The axioms of ZFC are stated in first order logic. A statement is in first order logic based on its form, not its content. The two undefined terms in set theory are "set" and $\epsilon$. The things we talk about are called "sets", whatever those might be, and the one undefined relation is the binary predicate $\epsilon$, whatever that might mean. The axioms implicitly determine how these notions interact. The axioms are designed to capture our intuitive notions of how sets act, but once formalized, we no longer have any control over the meaning.

This resembles, for instance, Euclid's axioms for geometry in which "line", "between", etc. are never explicity defined.

A formula $\psi(u_1, u_2, q, \ldots)$ with "free" variables may be true or false depending on its inputs. It defines a relation in general and may define a function. A function is required to have a unique "output" for each set of "inputs"; a relation has no such requirement.

Solution 5:

There actually is a deeper aspect to the second problem, assuming you're talking not purely about the theory of ZFC, but also the theory of its models.

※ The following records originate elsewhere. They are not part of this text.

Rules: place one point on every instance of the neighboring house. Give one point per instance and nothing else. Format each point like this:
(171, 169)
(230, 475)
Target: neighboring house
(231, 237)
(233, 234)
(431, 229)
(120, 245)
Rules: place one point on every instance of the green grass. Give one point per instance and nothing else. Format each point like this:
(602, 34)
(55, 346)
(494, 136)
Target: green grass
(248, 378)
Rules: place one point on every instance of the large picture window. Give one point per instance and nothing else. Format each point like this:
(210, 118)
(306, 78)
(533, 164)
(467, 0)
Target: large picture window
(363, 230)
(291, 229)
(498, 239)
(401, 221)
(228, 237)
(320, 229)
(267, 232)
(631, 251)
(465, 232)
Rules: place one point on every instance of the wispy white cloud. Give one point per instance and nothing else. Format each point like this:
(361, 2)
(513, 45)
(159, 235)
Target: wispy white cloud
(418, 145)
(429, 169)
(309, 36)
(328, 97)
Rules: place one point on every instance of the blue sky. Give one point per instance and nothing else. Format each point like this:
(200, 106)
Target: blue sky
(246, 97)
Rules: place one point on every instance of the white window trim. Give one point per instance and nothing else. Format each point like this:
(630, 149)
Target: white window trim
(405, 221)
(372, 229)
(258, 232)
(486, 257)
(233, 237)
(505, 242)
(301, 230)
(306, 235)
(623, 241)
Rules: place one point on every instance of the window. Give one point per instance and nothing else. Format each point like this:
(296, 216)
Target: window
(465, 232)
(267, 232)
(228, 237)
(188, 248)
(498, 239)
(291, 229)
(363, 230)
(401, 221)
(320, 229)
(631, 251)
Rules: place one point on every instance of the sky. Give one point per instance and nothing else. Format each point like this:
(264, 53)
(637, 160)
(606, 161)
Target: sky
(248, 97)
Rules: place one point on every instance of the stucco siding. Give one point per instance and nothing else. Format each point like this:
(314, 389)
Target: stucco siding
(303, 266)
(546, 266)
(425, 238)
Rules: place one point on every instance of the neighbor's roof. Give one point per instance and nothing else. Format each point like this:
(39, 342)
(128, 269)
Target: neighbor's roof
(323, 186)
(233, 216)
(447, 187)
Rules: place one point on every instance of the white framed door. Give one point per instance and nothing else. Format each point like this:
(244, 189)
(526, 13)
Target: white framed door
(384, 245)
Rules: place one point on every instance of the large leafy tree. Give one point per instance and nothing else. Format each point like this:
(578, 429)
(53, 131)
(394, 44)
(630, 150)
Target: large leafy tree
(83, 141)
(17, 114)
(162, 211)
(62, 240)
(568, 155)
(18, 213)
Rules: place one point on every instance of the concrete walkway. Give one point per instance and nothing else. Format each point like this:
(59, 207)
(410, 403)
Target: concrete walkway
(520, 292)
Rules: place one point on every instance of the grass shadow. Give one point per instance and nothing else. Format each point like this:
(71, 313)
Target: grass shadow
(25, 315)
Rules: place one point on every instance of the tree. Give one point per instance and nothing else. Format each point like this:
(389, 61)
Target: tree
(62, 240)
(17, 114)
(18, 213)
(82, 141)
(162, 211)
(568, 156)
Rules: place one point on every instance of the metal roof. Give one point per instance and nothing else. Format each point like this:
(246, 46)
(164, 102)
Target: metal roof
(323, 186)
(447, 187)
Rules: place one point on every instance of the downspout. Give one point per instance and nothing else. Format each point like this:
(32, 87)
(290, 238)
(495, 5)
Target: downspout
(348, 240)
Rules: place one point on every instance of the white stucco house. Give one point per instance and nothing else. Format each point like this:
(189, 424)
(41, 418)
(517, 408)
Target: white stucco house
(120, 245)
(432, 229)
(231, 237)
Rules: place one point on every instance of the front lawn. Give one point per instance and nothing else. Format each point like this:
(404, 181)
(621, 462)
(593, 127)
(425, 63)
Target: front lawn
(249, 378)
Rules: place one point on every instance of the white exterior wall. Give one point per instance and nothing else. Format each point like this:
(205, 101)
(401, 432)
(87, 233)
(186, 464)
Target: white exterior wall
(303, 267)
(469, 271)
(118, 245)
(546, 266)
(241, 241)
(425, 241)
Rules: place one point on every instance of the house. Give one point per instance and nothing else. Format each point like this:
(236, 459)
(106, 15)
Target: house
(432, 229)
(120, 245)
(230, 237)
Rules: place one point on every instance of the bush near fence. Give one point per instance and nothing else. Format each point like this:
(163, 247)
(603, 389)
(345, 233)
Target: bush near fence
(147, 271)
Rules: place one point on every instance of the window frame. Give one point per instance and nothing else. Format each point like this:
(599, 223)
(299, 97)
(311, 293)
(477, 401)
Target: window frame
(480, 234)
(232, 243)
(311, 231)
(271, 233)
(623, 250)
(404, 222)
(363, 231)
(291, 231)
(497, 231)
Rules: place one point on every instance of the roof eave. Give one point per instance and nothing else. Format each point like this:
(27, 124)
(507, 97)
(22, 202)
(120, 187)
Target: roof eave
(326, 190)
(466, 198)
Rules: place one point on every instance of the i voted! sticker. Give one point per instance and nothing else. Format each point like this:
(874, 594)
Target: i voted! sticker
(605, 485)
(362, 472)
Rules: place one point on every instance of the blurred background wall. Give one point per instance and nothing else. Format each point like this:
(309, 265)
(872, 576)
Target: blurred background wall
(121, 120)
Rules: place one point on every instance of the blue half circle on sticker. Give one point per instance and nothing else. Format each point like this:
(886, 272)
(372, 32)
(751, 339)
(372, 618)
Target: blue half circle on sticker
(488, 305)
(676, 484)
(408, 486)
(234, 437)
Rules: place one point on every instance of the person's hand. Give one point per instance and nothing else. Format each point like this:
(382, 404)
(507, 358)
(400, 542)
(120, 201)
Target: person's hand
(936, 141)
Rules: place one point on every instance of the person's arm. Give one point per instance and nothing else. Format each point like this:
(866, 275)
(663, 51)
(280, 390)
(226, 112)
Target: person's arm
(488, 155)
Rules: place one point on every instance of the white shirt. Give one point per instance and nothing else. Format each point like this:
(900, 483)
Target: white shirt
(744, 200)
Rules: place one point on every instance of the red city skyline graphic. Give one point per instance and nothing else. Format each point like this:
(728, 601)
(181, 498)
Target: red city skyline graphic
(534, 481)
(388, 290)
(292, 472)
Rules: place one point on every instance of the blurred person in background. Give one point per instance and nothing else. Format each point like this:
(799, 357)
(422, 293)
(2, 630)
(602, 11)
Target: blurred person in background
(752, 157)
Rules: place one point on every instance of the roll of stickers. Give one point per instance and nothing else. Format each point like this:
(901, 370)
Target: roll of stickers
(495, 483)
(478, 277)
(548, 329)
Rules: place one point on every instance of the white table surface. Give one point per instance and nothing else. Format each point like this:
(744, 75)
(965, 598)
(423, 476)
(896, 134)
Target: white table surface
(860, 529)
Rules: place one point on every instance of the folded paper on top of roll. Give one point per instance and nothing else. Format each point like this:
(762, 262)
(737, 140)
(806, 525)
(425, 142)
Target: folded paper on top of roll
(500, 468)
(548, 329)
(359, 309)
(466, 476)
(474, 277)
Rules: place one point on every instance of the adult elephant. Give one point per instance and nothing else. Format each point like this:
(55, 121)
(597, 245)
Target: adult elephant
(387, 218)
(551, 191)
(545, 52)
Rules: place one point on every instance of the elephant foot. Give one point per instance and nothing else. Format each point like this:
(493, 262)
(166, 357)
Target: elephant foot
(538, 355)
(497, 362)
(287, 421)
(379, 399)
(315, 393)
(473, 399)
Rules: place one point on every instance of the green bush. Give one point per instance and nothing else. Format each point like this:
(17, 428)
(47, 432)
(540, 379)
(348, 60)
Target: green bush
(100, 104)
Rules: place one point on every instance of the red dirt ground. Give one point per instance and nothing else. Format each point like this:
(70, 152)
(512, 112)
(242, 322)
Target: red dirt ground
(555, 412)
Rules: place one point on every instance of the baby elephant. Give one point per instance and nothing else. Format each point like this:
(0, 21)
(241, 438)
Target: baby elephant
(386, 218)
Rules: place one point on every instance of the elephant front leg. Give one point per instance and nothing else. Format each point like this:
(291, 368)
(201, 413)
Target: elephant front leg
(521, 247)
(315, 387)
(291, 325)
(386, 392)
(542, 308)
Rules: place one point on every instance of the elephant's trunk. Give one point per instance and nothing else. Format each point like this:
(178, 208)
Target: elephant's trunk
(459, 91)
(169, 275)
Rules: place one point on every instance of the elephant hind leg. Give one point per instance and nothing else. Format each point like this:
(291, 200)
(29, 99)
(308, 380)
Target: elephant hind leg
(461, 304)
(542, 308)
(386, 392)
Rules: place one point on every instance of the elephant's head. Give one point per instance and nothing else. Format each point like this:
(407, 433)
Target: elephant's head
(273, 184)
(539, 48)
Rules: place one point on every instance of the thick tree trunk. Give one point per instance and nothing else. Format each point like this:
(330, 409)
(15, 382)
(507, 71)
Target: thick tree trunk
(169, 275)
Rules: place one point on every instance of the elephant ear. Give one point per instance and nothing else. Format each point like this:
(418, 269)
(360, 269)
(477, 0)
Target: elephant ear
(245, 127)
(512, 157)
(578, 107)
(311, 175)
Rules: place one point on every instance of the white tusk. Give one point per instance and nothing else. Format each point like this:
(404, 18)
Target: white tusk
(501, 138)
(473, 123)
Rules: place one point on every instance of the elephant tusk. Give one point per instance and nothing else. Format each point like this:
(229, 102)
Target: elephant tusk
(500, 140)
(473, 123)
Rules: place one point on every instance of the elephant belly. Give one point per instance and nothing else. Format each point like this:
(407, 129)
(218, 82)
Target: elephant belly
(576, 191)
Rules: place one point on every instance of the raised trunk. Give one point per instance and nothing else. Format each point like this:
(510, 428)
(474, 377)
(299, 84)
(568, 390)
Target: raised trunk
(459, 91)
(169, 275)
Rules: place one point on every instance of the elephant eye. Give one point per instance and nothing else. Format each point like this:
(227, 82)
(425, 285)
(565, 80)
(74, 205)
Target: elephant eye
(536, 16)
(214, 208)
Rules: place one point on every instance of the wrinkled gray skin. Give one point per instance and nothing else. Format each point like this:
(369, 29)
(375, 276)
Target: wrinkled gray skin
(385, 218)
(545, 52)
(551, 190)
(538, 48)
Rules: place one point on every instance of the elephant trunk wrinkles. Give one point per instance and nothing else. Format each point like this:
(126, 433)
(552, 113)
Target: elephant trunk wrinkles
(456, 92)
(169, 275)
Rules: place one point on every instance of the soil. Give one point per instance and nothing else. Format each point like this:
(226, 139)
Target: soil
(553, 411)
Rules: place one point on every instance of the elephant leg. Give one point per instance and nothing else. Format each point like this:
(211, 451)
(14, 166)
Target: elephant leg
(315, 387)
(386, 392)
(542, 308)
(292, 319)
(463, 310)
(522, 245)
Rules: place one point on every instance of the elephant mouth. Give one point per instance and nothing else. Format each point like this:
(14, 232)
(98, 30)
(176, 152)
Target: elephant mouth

It turns out that certain notions in ZFC are "absolute": That is, if you have a countable transitive standard model $ M $ of ZFC, these properties are true when considered in the "outer" set universe V exactly when they are true in M. For "is an element of", this is by definition of "standard model". But there are less obvious properties that can be shown to be absolute as well, such as "is equal to $ \aleph_0 $". Of course, by far not all properties are absolute. "is equal to $ \aleph_1 $", for instance, most definitely is not absolute, which is shown by the mere existance of countable transitive standard models.

In aspects of model theory where one operates with "real" sets to construct models, one certainly must very carefully distinguish between properties of "sets" in the model and sets in the outer meta-theory.

For more on this see, for instance, Kunen's "Introduction to Independence Proofs" (Chapter 4 specifically) - but most introduction books on set theory will discuss this issue in some form.